S.24 - COST OF EXAMINATIONS

 

In Nunes and St. Paul Fire & Marine Insurance Company, A00-000501, August 15, 2001 the applicant’s claim for the cost of a psychological evaluation, an evaluation of her attendant care needs, a functional abilities evaluation, a work-site evaluation and a home assessment was dismissed. Arbitrator Sampliner found that Ms.Nunes had recovered from her accident related injuries when the assessments were conducted by Profile Evaluations (p.6). Accordingly, he held that the “assessments were not reasonable expenses for the purpose of the Regulation, as required by s.24 of the Schedule.”

 

S.33 - DUTY OF APPLICANT TO PROVIDE INFORMATION

In Kassa and Economical Mutual Insurance Company, P00-00053, July 26, 2001 the appellant appealed from an arbitration decision which held that he was not entitled to income replacement benefits. Director’s Delegate McMahon found that “a distinction must be drawn between the insured person’s obligation to cooperate with the insurer’s investigation, and the insured person’s ultimate obligation to establish their claim.” A failure to establish a claim does not necessarily indicate a lack of cooperation. The Director’s Delegate found that the arbitrator had erred by failing to make this distinction in applying s.33 to the issue of Mr. Kassa’s production of financial documents. While the documents failed to establish the claim for income replacement benefits, there was no evidence of a lack of cooperation that warranted the application of s.33.

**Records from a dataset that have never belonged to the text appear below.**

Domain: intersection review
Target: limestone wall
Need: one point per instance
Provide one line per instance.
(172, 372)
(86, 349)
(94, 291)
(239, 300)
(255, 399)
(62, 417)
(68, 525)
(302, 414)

Director’s Delegate McMahon agreed with the arbitrator’s finding that Mr. Kassa had failed to cooperate with requests for the production of his medical records. However, he voiced concern over her conclusion that Mr.Kassa was therefore “disentitled to an IRB”. He found that s.33 should be applied to suspend benefits, not as a disentitlement. The arbitrator’s order was adjusted accordingly.

INSURANCE ACT - s.281(5) - LIMITATION PERIOD

Arbitrator Wilson rejected Halifax’s argument that the applicant was statute barred from proceeding to arbitration in Lacroix and Halifax Insurance Company, A00-00105, June 29, 2001.

One of the reasons given was that the Commission had failed to deliver a Report of Mediator in French, within 60 days of the mediation, contrary to Rule 19 of the Dispute Resolution Practice

Code. Given that Ms. Lacroix’s English was imperfect, the arbitrator found that she was put to a

grave disadvantage by the failure of the Commission to deliver the Report in French as required.

 

INSURANCE ACT - s.282(10) - SPECIAL AWARD $25,000

Liberty Mutual was ordered to pay the applicant a special award of $25,000 in Graper and Liberty Mutual Fire Insurance Company, A00-000133, July 20, 2001. Arbitrator Makepeace found no evidence of malice, but noted two aggravating factors. First, the insurer “withheld benefits despite knowing that its conduct was aggravating Mr.Graper’s symptoms.” Secondly, an internal memo showed that the insurer was aware that Mr. Graper would likely succeed if the matter went to arbitration.